30 years of climate talks: Minimal progress, crucial stakes for Africa

Climate change

Despite being the lowest contributor to global greenhouse gas emissions, the African continent experiences the greatest impact of climate change.

Photo credit: File | Nation Media Group

What you need to know:

  • Despite being the lowest contributor to global greenhouse gas emissions, the African continent experiences the greatest impact of climate change.

In Bonn, Germany

As experts gather in Bonn for the latest round of climate negotiations, there is a palpable sense of urgency and frustration.

Over the past thirty years, these international climate talks have aimed to tackle the worsening environmental crisis. However, many maintain that there has been little progress, prompting crucial questions about the importance and impact of these talks, particularly for Africa.

"Adaptation is a critical issue for Africa. That is why it is always on the agenda. But there is yet to be progress on National Adaptation Plans," Obed Koringo, a climate policy expert from Care International, says.

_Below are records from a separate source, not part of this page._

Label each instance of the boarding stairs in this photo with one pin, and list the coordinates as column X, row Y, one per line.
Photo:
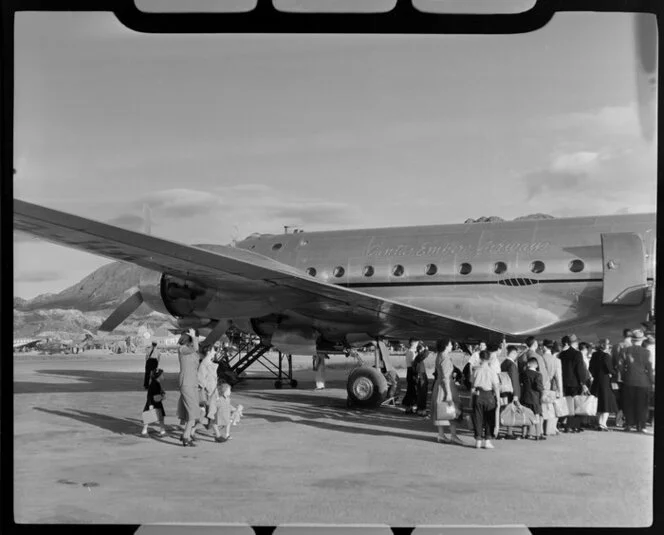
column 248, row 352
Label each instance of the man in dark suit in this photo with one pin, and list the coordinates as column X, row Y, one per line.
column 638, row 379
column 575, row 377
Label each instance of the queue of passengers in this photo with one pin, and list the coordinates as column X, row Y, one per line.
column 205, row 396
column 542, row 378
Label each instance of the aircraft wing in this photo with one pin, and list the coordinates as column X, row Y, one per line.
column 237, row 270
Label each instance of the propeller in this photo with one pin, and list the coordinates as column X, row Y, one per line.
column 126, row 309
column 645, row 35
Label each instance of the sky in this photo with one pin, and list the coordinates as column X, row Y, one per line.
column 226, row 135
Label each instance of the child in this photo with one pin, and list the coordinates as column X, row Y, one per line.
column 156, row 395
column 224, row 410
column 486, row 393
column 531, row 395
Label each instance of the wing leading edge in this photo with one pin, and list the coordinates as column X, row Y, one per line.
column 232, row 269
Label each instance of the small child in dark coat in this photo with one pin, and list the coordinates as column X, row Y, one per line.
column 155, row 398
column 532, row 387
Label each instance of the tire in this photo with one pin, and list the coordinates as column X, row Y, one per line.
column 366, row 387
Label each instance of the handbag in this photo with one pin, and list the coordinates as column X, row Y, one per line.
column 585, row 405
column 561, row 408
column 446, row 410
column 548, row 396
column 513, row 416
column 505, row 383
column 151, row 416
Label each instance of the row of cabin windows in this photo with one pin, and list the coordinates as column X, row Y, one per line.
column 575, row 266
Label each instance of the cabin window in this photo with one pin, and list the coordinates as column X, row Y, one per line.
column 537, row 266
column 465, row 268
column 576, row 266
column 499, row 268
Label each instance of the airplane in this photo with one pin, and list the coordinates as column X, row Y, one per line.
column 304, row 292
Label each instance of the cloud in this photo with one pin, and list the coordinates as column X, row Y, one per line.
column 182, row 202
column 39, row 276
column 594, row 182
column 565, row 172
column 128, row 221
column 314, row 212
column 618, row 120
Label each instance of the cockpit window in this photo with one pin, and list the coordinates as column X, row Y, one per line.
column 576, row 266
column 499, row 268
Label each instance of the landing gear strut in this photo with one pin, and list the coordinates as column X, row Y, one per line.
column 369, row 387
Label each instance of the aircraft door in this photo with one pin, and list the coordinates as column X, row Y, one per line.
column 624, row 269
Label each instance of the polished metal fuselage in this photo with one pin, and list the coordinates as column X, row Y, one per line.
column 513, row 277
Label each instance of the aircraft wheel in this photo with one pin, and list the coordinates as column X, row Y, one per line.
column 366, row 387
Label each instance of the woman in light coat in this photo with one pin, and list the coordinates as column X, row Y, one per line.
column 445, row 390
column 552, row 362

"I have been a climate negotiator for five years," Marlene Achoki from the Kenya delegation says. The progress has not been as fast as we expected, and that can get frustrating. But we have to keep going because we have been seeing some progress, especially on issues around adaptation."

The Stakes for Africa

Despite being the lowest contributor to global greenhouse gas emissions, the African continent experiences the greatest impact of climate change. It faces rising temperatures, unpredictable rainfall patterns, devastating droughts, and an increased frequency of severe and extreme weather events. These changes pose significant threats to food security, access to water, and the well-being of millions of people. The African Group has consistently emphasised Africa's vulnerability to these climate challenges, underscoring the critical importance of the outcomes of climate talks for African nations.

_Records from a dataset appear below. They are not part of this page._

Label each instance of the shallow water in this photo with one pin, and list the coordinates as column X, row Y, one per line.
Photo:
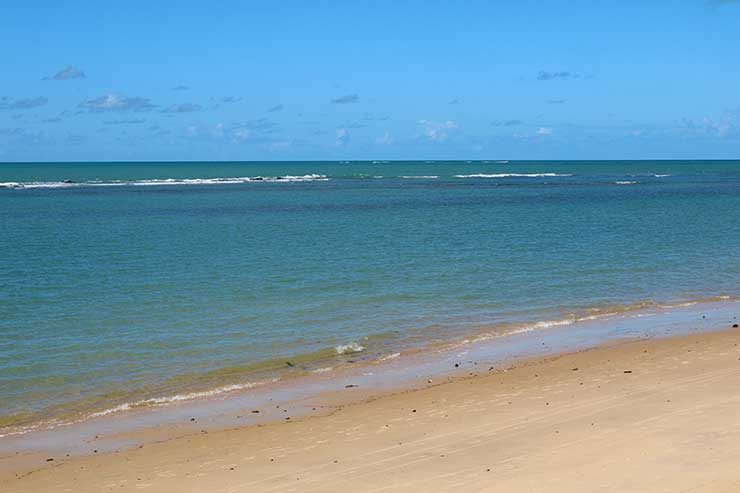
column 136, row 283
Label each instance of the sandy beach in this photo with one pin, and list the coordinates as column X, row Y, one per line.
column 650, row 415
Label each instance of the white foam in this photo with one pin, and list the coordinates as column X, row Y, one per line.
column 350, row 348
column 167, row 181
column 511, row 175
column 158, row 401
column 389, row 356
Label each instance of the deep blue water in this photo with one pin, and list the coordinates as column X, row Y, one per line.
column 147, row 280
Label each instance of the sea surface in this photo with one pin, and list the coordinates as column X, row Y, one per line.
column 127, row 285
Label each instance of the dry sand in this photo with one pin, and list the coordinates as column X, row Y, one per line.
column 659, row 415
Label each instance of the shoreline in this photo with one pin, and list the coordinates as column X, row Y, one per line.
column 429, row 371
column 652, row 406
column 349, row 357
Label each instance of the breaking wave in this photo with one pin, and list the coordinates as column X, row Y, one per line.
column 512, row 175
column 164, row 182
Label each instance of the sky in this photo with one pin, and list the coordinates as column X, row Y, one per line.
column 329, row 80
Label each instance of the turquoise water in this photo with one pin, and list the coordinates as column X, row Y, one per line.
column 132, row 281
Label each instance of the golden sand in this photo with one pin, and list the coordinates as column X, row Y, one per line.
column 658, row 415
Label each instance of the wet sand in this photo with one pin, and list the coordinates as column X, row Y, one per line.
column 648, row 415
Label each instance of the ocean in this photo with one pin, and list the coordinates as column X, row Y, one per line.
column 137, row 284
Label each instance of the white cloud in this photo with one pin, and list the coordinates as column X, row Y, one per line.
column 385, row 139
column 114, row 102
column 342, row 137
column 438, row 131
column 67, row 73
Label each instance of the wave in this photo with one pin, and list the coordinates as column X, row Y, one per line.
column 350, row 348
column 164, row 182
column 512, row 175
column 316, row 363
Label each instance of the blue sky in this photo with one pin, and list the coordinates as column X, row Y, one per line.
column 293, row 80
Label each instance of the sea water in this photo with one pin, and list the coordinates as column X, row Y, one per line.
column 138, row 284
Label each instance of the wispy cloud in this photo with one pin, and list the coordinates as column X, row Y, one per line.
column 346, row 99
column 134, row 121
column 385, row 139
column 544, row 75
column 507, row 123
column 67, row 73
column 182, row 108
column 342, row 137
column 261, row 130
column 438, row 131
column 114, row 102
column 7, row 103
column 726, row 126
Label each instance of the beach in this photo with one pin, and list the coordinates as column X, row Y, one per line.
column 639, row 415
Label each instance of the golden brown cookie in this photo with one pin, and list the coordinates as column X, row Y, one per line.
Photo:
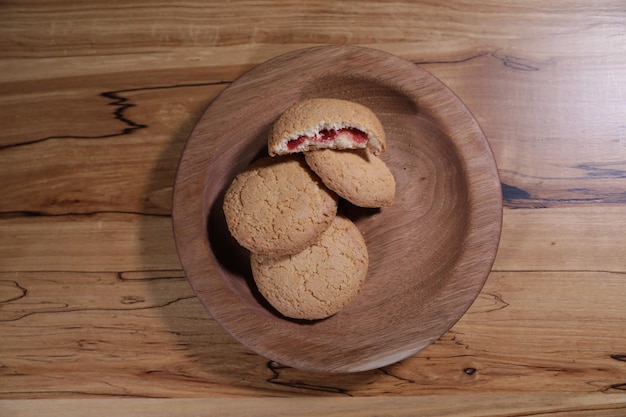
column 319, row 281
column 321, row 123
column 356, row 175
column 278, row 206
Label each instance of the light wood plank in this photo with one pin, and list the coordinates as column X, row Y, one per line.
column 570, row 405
column 553, row 239
column 146, row 335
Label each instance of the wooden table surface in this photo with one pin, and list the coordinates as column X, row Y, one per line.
column 97, row 100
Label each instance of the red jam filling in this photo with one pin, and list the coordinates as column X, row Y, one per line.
column 329, row 135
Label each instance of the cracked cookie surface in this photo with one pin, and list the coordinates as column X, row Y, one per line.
column 319, row 281
column 278, row 206
column 356, row 175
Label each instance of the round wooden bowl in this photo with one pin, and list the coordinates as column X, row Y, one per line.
column 430, row 253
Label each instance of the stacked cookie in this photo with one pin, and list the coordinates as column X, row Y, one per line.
column 308, row 261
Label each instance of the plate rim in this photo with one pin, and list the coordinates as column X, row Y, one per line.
column 179, row 210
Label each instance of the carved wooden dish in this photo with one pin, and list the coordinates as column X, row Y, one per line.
column 430, row 253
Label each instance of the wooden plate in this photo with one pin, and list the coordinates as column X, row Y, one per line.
column 430, row 253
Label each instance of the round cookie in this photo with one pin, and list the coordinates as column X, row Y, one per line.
column 322, row 123
column 356, row 175
column 319, row 281
column 278, row 206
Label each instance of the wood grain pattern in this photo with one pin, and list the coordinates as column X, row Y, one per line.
column 95, row 106
column 436, row 243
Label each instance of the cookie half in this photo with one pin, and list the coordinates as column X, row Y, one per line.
column 356, row 175
column 319, row 281
column 322, row 123
column 278, row 206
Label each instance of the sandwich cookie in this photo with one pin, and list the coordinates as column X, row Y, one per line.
column 322, row 123
column 319, row 281
column 356, row 175
column 278, row 206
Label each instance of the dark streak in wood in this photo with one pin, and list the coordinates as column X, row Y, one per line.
column 275, row 368
column 21, row 214
column 74, row 310
column 391, row 374
column 121, row 104
column 23, row 292
column 510, row 192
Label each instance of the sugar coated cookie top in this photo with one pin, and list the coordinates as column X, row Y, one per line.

"Look at the flooding that happened recently in Kenya. More than 200 people died. That is the kind of climate disaster we are experiencing on the continent. Who is going to compensate us for that? That is why we must be here," says Anne Tek, a climate justice expert with FEMNET.

"As a continent, it is important that we participate in these talks. This is the only way we get our voices heard, and by being here, we speak on behalf of our people. They have given us the mandate to tell the world what is happening back home and find solutions," Marlene says.

"If we don't participate in climate talks, then we would have failed the continent. The progress is slow, but it doesn't mean we give up," Obed says.

Why the Talks Matter

Platform for Advocacy:For African countries, climate negotiations are a vital platform to advocate for their distinct needs and perspectives. These discussions ensure that the voices of those most affected yet least responsible are heard on the global stage. This advocacy is crucial for pushing for policies and funding addressing the specific climate challenges African communities face.

Funding and Support:One critical aspect of the climate talks is the discussion of financial aid from developed countries to developing ones. This support is vital for Africa to implement adaptation and mitigation strategies. Although the promised $100 billion per year in climate finance from developed nations has fallen short, continued negotiations aim to hold these countries accountable and ensure that Africa receives the necessary funds.

Technology Transfer: Climate talks also facilitate discussions on technology transfer from developed to developing countries. Access to advanced technology can help African nations leapfrog to cleaner and more efficient energy systems, build climate-resilient infrastructure, and create sustainable agricultural practices.

Global Solidarity: These talks underscore the principle of worldwide solidarity and shared responsibility. They emphasise that the climate crisis is a collective problem requiring collective action. Africa's participation in these negotiations underscores its commitment to being part of the global solution despite its limited resources and contributions to the problem.

The road ahead

While the progress over the past 30 years may seem slow and insufficient, abandoning the climate talks is not an option for Africa. The stakes are too high, particularly for Africa.

"The United Nations Climate Change framework provides guidelines and rules under which all countries engage on climate change, in what is known as a multilateral process. These rules of engagement provide an equal playing field for everyone to come to the table and talk. This is the only place where people will listen," Julius Mbatia, a climate policy expert,

The Bonn talks are intended to prepare for the annual mega-conference on climate change, known as the Conference of Parties (COP), and typically involve highly technical discussions. In Bonn, the agenda for the COP is developed. As the newly elected chair of the African Group of Negotiators, Kenya is leading these talks and will also champion the continent's climate agenda at COP 29 later this year.